State sales tax revenue continues to rise out of the economic downturn which accompanied the COVID-19 pandemic, totaling $3.16 billion in June, an 18.1 percent increase over last year.
Analysts attributed the rise to elevated consumer spending and a rejuvenated oil and gas sector. Compared to pre-pandemic numbers, the amount collected was up 10.4 percent over 2019.
The majority of the sales tax revenue reported for June is for sales made in May and remitted to the state last month.
“Monthly state sales tax collections remained exceptionally strong, with receipts from all major sectors other than those related to oil and gas surpassing pre-pandemic levels,” Texas Comptroller Glenn Hegar said.
“Elevated spending at clothing stores, electronics and appliance stores, sporting goods stores, building materials and home furnishing stores, some general merchandisers and online retailers continued, though growth in online sales and at big box merchandisers slowed as consumers returned to other physical retail alternatives,” he added. “Remittances from food and beverage stores were constrained by declining sales of alcoholic beverages for off-premise consumption, as consumers returned to restaurants and bars.”
Restaurant receipts were a welcome strong point for the month, substantially surpassing pre-pandemic levels, Hegar said, “with brisk business continuing at take-out-oriented establishments and modest recovery at some dine-in outlets.”

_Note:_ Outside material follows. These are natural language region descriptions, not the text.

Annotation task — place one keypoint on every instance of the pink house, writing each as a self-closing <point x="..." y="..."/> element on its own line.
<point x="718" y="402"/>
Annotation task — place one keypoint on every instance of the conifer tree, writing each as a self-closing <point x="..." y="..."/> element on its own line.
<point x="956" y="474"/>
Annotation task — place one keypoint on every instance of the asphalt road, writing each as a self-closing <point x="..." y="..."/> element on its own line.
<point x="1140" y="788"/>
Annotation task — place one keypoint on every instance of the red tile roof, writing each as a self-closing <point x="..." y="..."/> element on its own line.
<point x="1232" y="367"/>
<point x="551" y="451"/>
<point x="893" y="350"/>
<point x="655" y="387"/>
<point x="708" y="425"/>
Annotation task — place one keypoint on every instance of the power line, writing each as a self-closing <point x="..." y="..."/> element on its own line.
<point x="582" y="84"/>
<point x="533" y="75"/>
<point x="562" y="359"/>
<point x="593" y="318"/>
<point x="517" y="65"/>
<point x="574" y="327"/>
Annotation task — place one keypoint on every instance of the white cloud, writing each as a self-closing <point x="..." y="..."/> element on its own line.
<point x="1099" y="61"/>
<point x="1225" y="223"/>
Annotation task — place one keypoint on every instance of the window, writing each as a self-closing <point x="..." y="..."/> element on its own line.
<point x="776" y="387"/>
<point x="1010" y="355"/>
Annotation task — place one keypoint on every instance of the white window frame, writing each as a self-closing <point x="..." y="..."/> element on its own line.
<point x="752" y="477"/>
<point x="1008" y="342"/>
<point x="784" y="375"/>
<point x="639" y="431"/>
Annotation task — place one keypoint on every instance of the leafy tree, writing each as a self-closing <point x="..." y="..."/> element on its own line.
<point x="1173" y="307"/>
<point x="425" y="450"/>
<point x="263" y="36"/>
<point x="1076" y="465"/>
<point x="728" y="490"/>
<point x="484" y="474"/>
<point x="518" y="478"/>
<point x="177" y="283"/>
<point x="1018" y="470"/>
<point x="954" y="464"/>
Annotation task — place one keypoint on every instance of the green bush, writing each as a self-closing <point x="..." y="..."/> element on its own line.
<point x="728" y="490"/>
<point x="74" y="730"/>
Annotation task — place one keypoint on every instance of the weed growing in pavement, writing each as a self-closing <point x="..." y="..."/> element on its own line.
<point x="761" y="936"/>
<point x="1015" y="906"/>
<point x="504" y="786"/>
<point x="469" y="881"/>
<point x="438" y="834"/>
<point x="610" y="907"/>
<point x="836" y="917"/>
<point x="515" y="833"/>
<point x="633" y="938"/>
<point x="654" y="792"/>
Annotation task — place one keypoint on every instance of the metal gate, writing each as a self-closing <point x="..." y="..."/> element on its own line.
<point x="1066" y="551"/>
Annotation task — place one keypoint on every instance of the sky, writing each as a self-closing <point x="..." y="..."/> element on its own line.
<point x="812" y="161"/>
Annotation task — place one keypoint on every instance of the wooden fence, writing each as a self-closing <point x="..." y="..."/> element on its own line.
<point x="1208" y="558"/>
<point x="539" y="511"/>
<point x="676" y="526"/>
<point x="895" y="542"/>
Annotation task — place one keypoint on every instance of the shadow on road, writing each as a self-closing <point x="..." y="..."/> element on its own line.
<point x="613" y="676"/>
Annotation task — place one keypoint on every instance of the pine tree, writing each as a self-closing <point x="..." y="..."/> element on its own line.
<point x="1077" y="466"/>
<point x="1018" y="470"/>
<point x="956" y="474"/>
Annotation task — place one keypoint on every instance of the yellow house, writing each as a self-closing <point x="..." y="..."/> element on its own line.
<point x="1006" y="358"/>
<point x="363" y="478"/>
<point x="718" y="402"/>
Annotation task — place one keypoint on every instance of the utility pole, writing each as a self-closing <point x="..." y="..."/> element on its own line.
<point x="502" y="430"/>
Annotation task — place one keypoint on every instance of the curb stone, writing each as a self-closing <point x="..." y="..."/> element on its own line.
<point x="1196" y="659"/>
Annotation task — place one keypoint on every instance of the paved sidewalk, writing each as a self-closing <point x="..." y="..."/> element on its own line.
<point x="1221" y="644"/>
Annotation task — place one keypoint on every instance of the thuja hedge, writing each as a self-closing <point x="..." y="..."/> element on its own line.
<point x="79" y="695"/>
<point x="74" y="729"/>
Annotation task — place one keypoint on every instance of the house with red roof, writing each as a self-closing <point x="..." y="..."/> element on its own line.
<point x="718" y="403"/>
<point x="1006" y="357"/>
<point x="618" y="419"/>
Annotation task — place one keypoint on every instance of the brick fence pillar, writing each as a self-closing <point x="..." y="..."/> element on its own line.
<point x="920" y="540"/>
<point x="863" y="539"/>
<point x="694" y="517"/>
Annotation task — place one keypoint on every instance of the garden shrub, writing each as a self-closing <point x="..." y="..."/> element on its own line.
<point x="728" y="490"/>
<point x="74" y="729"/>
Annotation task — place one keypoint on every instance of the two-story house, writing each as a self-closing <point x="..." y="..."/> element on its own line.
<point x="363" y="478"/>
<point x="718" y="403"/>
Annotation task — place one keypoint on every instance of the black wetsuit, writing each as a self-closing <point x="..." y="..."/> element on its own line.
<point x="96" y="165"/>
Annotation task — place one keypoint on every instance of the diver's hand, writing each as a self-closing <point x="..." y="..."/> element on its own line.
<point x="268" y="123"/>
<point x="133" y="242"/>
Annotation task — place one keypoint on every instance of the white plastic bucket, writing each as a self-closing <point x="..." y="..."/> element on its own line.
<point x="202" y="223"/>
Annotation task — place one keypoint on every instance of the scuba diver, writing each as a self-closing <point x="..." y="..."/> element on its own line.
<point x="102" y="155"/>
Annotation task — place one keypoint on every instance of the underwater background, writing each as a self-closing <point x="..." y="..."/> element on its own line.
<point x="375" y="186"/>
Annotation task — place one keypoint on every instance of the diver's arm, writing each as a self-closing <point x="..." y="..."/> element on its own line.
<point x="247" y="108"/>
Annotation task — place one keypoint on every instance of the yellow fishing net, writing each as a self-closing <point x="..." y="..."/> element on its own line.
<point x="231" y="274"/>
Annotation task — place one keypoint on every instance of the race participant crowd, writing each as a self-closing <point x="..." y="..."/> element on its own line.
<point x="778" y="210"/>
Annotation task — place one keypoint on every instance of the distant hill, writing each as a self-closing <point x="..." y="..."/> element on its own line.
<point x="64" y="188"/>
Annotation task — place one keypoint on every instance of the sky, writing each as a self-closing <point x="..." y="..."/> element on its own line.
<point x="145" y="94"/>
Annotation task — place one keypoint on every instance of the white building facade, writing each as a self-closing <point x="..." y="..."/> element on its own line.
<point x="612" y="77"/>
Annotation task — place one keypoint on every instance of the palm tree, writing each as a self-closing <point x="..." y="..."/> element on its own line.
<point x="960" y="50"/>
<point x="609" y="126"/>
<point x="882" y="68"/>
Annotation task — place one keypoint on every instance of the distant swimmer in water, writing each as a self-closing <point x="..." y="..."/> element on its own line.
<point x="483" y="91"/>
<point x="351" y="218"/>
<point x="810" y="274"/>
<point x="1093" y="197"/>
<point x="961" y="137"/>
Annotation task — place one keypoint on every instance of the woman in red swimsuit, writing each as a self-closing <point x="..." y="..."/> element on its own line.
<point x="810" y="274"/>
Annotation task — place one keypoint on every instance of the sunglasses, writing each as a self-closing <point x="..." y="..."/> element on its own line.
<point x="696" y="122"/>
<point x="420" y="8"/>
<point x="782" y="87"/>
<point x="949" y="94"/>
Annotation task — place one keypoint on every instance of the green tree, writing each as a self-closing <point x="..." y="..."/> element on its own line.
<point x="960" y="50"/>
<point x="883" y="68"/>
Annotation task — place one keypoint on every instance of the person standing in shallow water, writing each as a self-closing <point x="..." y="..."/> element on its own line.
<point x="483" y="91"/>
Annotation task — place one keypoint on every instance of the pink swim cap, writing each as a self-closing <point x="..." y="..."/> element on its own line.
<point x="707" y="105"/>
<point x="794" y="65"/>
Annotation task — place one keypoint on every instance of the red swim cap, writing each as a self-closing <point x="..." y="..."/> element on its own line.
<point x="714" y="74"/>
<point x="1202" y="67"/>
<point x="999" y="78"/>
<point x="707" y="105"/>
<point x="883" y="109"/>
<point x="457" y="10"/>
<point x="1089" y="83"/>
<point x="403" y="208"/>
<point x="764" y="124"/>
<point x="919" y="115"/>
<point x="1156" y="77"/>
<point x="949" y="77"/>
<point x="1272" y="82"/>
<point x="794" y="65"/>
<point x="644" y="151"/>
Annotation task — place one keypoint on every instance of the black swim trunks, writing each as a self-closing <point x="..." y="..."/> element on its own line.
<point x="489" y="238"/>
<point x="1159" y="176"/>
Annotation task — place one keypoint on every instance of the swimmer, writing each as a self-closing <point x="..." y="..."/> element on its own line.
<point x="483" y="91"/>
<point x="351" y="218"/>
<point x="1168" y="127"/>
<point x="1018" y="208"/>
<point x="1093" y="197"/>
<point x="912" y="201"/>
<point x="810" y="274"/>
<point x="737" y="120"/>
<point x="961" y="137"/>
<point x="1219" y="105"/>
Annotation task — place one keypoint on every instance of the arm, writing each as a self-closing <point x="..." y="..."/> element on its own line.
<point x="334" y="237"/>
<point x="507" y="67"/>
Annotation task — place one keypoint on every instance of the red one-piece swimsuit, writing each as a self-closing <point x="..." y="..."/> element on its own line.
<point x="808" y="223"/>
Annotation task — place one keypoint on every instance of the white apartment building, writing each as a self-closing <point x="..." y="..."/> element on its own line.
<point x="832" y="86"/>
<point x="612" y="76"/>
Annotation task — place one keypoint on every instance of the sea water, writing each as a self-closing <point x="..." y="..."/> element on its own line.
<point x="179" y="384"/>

Breaking down tax categories, motor vehicles sales and rental taxes totaled $591 million, a record, and were up 50 percent over June 2020.
Motor fuel taxes were $315 million, up 26 percent from June 2020; oil production taxes totaled $363 million, up 339 percent from June 2020; and natural gas production taxes were $159 million, up 689 percent from June 2020.
In other categories, the hotel occupancy tax was $54 million, up 137 percent from June 2020, and alcoholic beverage taxes were $138 million, a record monthly amount, and up 112 percent from June 2020.